Karen has been a resident of the Emergency Shelter Care program at Bashor Children's Home several times during her difficult youth years.
Erik Sietsema was a Youth Care Worker in the cottage when he first met Karen. She came in as a runaway, having fled Elkhart to the Deep South to search for her alcoholic mother. When her attempts at restoring the relationship fell flat, Karen came home, turned herself in and was placed at ESC.
Karen was at Bashor for several months, was placed in foster care, but returned several months later when the situation soured. By then Erik Sietsema had become the campus chaplain and began to build a different relationship with this troubled young woman.
"When she first returned, I visited with her and listened to her story," Sietsema remembered. "She was obviously frustrated that foster care had not worked out (again), but tried to tell me that it didn't affect her.
"One Wednesday night, a few weeks after her return, I was visiting the cottage during quiet time. I walked into Karen's doorway to find her sitting on the floor crying. When I inquired about what was bothering her, she sobbed that she had no idea how to deal with her past anymore. She had done things she was ashamed of and had been hurt in ways she couldn't forget."
Sietsema and Karen talked for 40 minutes.

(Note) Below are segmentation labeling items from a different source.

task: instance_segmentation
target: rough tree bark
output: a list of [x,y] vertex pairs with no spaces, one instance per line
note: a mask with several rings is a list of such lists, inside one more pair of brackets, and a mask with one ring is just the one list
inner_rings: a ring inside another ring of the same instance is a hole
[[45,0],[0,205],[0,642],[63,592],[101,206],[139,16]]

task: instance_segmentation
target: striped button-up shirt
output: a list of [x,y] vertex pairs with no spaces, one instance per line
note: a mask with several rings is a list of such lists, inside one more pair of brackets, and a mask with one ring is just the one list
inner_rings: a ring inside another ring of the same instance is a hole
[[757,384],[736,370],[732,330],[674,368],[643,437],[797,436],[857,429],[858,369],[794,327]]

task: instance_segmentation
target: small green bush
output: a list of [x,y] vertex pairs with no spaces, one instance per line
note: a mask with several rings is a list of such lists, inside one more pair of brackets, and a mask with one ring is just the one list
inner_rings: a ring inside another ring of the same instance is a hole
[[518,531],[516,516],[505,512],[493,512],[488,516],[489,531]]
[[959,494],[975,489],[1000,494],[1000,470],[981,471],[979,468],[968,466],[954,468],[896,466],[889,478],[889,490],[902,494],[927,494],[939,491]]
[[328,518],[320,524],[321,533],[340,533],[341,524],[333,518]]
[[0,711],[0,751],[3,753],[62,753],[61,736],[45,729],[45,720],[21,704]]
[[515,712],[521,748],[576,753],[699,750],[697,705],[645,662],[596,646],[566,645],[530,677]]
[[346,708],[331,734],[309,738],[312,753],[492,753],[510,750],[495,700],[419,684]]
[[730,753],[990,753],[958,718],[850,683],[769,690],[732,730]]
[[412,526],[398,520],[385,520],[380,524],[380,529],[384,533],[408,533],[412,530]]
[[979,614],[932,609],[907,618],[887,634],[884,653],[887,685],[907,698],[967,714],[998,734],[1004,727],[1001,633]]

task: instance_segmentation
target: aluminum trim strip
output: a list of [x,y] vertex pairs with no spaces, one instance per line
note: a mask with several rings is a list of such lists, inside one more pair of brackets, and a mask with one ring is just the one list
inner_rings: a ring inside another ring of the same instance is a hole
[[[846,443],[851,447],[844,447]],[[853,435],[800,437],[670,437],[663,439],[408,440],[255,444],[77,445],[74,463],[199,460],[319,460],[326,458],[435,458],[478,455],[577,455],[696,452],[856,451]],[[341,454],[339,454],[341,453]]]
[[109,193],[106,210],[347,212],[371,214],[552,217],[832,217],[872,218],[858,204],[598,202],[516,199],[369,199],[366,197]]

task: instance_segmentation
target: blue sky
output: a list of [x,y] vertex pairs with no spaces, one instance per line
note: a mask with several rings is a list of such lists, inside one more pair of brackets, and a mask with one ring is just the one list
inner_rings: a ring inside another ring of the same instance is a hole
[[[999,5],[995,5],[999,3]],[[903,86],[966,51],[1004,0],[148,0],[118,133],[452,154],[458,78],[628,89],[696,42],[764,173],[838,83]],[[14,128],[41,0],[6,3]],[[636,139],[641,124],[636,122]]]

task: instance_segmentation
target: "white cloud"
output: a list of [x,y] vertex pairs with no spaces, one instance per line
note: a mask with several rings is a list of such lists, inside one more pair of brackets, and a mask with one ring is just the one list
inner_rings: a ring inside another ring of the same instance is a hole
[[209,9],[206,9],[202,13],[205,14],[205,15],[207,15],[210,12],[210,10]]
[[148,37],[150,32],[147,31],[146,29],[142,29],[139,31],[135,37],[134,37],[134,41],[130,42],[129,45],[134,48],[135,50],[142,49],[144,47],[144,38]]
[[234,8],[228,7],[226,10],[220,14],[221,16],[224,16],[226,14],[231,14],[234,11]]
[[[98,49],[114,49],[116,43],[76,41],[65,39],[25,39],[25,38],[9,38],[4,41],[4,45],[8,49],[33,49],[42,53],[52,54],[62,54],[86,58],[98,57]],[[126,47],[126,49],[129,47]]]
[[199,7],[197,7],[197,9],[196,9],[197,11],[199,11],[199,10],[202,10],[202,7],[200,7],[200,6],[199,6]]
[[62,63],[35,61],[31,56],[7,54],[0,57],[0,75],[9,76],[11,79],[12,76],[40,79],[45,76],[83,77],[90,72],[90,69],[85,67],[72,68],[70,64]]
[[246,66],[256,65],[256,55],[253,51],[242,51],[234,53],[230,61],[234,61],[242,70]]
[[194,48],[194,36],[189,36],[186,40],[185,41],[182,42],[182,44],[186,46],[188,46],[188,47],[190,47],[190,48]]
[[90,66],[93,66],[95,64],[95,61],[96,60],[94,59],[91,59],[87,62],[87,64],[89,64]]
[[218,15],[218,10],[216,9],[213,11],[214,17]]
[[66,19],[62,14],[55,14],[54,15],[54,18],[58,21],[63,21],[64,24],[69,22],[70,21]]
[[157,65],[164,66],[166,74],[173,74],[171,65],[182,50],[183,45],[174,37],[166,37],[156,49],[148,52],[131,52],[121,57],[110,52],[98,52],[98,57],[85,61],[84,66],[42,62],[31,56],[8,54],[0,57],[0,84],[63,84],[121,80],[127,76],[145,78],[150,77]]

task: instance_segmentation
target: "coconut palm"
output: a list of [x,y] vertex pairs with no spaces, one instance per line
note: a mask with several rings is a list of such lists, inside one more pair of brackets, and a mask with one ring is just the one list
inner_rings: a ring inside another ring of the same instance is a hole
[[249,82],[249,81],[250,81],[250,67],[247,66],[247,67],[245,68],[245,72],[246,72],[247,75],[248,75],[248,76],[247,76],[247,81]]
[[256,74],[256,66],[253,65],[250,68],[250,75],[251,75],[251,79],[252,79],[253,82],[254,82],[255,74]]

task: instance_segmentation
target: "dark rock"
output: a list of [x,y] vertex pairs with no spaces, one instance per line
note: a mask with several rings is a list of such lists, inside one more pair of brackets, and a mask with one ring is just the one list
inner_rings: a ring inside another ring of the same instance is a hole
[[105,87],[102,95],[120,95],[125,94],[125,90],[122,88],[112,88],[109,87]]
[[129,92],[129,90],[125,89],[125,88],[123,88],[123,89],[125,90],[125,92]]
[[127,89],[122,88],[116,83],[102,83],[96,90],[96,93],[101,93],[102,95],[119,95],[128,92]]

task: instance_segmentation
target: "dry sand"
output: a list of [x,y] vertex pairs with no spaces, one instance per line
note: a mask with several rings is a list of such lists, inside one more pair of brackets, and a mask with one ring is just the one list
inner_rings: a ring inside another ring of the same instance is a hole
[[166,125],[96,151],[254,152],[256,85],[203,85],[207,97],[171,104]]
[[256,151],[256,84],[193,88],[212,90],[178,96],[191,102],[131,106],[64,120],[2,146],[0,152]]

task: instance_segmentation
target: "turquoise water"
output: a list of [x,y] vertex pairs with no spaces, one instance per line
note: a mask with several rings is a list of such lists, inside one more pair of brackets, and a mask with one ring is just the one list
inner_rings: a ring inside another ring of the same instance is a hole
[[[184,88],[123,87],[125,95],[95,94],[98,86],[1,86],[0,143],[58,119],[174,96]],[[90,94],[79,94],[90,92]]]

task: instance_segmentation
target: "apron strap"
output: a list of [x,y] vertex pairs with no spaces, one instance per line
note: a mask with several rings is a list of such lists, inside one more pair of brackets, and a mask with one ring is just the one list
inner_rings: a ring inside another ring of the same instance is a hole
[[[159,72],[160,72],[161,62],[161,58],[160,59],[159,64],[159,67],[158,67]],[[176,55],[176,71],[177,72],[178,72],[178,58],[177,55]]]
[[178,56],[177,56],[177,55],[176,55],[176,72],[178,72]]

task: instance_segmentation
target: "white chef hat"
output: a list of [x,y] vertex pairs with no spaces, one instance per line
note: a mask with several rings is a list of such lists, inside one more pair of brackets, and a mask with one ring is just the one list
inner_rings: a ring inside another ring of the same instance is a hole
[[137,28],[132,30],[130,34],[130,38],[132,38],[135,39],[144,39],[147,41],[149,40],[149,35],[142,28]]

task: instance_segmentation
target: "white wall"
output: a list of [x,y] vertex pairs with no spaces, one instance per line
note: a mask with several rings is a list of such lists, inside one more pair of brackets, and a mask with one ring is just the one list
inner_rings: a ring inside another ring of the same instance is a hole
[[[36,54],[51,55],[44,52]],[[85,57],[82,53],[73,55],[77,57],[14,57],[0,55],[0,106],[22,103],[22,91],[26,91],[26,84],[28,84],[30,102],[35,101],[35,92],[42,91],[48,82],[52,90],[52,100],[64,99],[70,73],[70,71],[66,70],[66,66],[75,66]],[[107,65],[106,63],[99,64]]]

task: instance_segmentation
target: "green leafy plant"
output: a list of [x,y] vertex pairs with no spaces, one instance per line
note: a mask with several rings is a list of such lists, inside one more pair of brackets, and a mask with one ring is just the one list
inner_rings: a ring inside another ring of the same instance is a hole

It was "Youth Ministry 101" - sharing the love of Christ and how God was willing to take all of the mess away. He showed Karen the promise in Scripture that as far as the east is from the west, God takes our past away. He even shared a little of his own testimony.
"Karen wondered how she could be connected to God like that," Sietsema smiled. "I explained it begins by simply asking. She seemed scared by the whole proposition, asked me to pray for her, but declined to pray with me."
Sietsema admits he wondered what had come out of the situation until Karen began sharing openly about discovering how to deal with her pain by following God.
She began reading the Bible to younger residents in the evening and even asked to come back to speak at the campus Son Rave chapel services after she was discharged.
"I saw real change," Sietsema beamed. "Karen changed the way she carried herself. She presented herself very differently. Perhaps that is my own perception, but it seems so very clear to me. God went to work!"
Today, Karen has her own apartment and is traveling the path to a more settled and fulfilling life.
"In all of her struggle and hurt, the one constant she experienced was Bashor," Sietsema notes. "No matter how bad things got, she always wound up back with us. We accepted her regardless from where she came. I shared the Gospel with her one evening but ultimately it was the staff at Bashor over the eight years she was in and out of our doors who really witnessed to her."
A resident's spiritual life is a vital part of the multidisciplinary approach to treatment at Bashor Children's Home. There are devotions and mealtime prayers in each cottage. Sietsema meets with each cottage for discussion groups or Bible study on a weekly basis. Residents attend church service in the community. He also hosts "Son Rave" twice a month. This twice-monthly chapel services welcomes speakers and Christian musicians to lead worship and share their testimonies.